Mit einem manuellem Umschalter von 12V auf 7V, auf 12V starten und dann auf 7V umschalten oder mit einer Steuerung, die das kann(poweradjust oder aquaero z.B.).

MfG


----------



## Nachty (5. April 2016)

HEHE zum Glück hab ich mir die PWM bestellt, aber ist trotzdem wichtig zu sehen wie ihr das hinbekommt^^


----------



## Herbboy (5. April 2016)

Nachty schrieb:


> HEHE zum Glück hab ich mir die PWM bestellt, aber ist trotzdem wichtig zu sehen wie ihr das hinbekommt^^


 es gibt eine DDC 310 mit PWM-Steuerung? ^^

Was wäre denn , wenn man die Pumpe per Adapter einfach ans Board macht - beim PC-Start kommen doch da erstmal kurz sowieso 12V, oder nicht? Oder kann man die gar nicht per Board ansteuern?


----------



## nonamez78 (5. April 2016)

SpatteL schrieb:


> Mit einem manuellem Umschalter von 12V auf 7V, auf 12V starten und dann auf 7V umschalten oder mit einer Steuerung, die das kann(poweradjust oder aquaero z.B.).
> 
> MfG



Ist denn eigentlich raus, ob man überhaupt mehr als die Leistung bei 7 V braucht? Der Durchfluss ist ein wichtiger Faktor, aber wichtiger ist eigentlich das angewärmte Wasser effektiv über die Radiatoren wieder abzukühlen. Das geht auch mit langsamer laufendem Wasser sehr gut.


----------



## sok904 (6. April 2016)

Brauchen ist immer relativ. Als magische Grenzen werden immer wieder die 30 l pro Stunde genannt, mit leicht besseren Temperaturen bei 60 l pro Stunde. Für gewöhnlich sollten die 7V ausreichen um den Kreislauf mit genügend Durchfluss zu versorgen. Aber wenn man mehrere Düsenkühler plus Schnellkupplungen verbaut hat, dann eventuell nicht mehr. Da hilft nur ein Durchflusssensor und testen. Eine allgemein gültige Antwort wird es auf die Frage wohl nicht geben.


----------



## SpatteL (6. April 2016)

Herbboy schrieb:


> Was wäre denn , wenn man die Pumpe per Adapter einfach ans Board macht - beim PC-Start kommen doch da erstmal kurz sowieso 12V, oder nicht? Oder kann man die gar nicht per Board ansteuern?

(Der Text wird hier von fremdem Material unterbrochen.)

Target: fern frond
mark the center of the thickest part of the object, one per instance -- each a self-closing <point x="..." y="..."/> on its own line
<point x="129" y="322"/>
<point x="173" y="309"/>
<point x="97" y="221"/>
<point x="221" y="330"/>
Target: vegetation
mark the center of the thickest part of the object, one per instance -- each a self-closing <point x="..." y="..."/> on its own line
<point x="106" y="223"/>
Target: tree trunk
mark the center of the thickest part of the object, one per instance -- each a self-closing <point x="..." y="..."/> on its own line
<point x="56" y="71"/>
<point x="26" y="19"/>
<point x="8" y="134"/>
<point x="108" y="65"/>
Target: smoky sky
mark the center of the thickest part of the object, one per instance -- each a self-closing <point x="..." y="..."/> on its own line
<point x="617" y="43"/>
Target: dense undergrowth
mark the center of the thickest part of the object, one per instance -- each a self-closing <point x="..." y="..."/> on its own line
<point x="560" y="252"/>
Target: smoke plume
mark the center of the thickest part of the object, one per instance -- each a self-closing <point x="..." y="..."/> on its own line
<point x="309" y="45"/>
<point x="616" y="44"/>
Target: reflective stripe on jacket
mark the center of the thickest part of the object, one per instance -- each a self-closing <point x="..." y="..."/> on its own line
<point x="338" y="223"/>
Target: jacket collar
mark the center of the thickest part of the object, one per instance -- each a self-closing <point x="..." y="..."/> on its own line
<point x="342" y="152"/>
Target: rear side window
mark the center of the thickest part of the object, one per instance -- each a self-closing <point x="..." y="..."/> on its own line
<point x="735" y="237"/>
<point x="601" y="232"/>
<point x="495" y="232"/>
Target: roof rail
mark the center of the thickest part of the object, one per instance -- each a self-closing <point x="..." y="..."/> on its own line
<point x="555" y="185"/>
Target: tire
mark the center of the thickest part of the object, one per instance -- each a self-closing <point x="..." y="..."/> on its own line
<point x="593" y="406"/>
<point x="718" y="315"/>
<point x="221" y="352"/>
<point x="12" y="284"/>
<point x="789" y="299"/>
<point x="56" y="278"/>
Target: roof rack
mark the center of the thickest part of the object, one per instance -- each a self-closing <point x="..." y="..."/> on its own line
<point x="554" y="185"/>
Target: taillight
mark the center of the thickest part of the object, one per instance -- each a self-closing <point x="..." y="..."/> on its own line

Nur die wenigsten Boards werden das mitmachen(von der Leistung her).
Die Anschlüsse auf den MBs sind doch nur für 1-2 Lüfter gedacht.

MfG


----------



## Herbboy (6. April 2016)

SpatteL schrieb:


> Nur die wenigsten Boards werden das mitmachen(von der Leistung her).
> Die Anschlüsse auf den MBs sind doch nur für 1-2 Lüfter gedacht.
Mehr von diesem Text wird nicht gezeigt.